The results of our analyses in 133 depressive patients treated with ECT show that the trajectories and clusters of all individual depressive symptoms vary substantially between patients during treatment. These differences may unmask clinical information which is typically not visible when only the sum scores of symptom severity scales are presented.(Fried and Nesse, 2015) We were able to cluster the individual CPRS symptoms at the individual level, and also at the group level, which revealed four symptom clusters on basis of their similar dynamics over time. This clustering was robust as shown by the similar findings in two samples after a random sample split of our patients, and the Distatis analysis and the average distance network also revealed similar symptom dimensions in the total sample. We assume that the clustering of symptoms is the result of (potential causal) interactions between symptoms especially with in each of the symptom clusters.

And from the Conclusion:

We conclude that the clustering of symptom trajectories in severely depressed patients showed large variability. This per-patient and per- item variability may reflect the heterogeneity of depression and the delicate (causal) relationships between symptoms. We recommend integrating such DTW analysis on the dynamic symptom network to the personalized medicine approach (Fried et al., 2017) in observational as well as intervention studies. Our findings need to be replicated in larger study samples, with smaller time intervals (such as in Ecological momentary assessment (EMA) or ESM), and over longer observation periods which should also include the dynamics of symptoms before the start of treatment.
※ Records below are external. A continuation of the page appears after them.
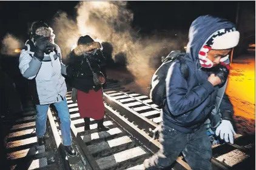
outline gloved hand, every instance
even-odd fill
[[[214,72],[215,76],[220,78],[221,81],[221,84],[224,84],[226,82],[229,73],[229,71],[227,68],[225,66],[219,64],[216,66]]]
[[[50,39],[40,36],[38,38],[35,39],[35,41],[36,42],[36,51],[35,51],[34,56],[39,60],[42,60],[44,56],[44,50],[50,43]]]
[[[56,52],[57,47],[54,44],[49,43],[44,50],[44,53],[47,54],[49,54],[53,51]]]
[[[217,136],[220,135],[220,139],[225,140],[226,142],[234,143],[234,134],[236,134],[233,126],[229,120],[222,120],[221,123],[217,127],[215,131]]]

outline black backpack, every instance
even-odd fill
[[[151,79],[150,98],[153,102],[162,108],[166,100],[166,78],[172,63],[176,59],[180,62],[180,70],[186,80],[189,76],[189,69],[184,59],[185,54],[180,51],[172,51],[164,59]]]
To be perfectly honest, I cannot tell whether this paper is genius or gobbledygook, or something in between. Since it is published in the Journal of Affective Disorders, I will give it the benefit of the doubt and call it semi-genius. It uses dastardly complicated statistics and mathematics to analyse individual depressive symptoms and symptom cluster trajectories in individual patients and groups; the authors nicely characterize depression as a "complex dynamic system."
There are no content findings of note, rather only the process finding that this method of analysis may be helpful to predict responders/non-responders to ECT in the future.
It's a brave new world and I may be a Luddite; perhaps that is why my brain is still hurting after reading this paper. But on the bright side, it did make me think of the "Rocky Horror Picture Show."
I hope some blog followers will read every word of this paper (~40 minutes) and let us all know your opinions, thanks.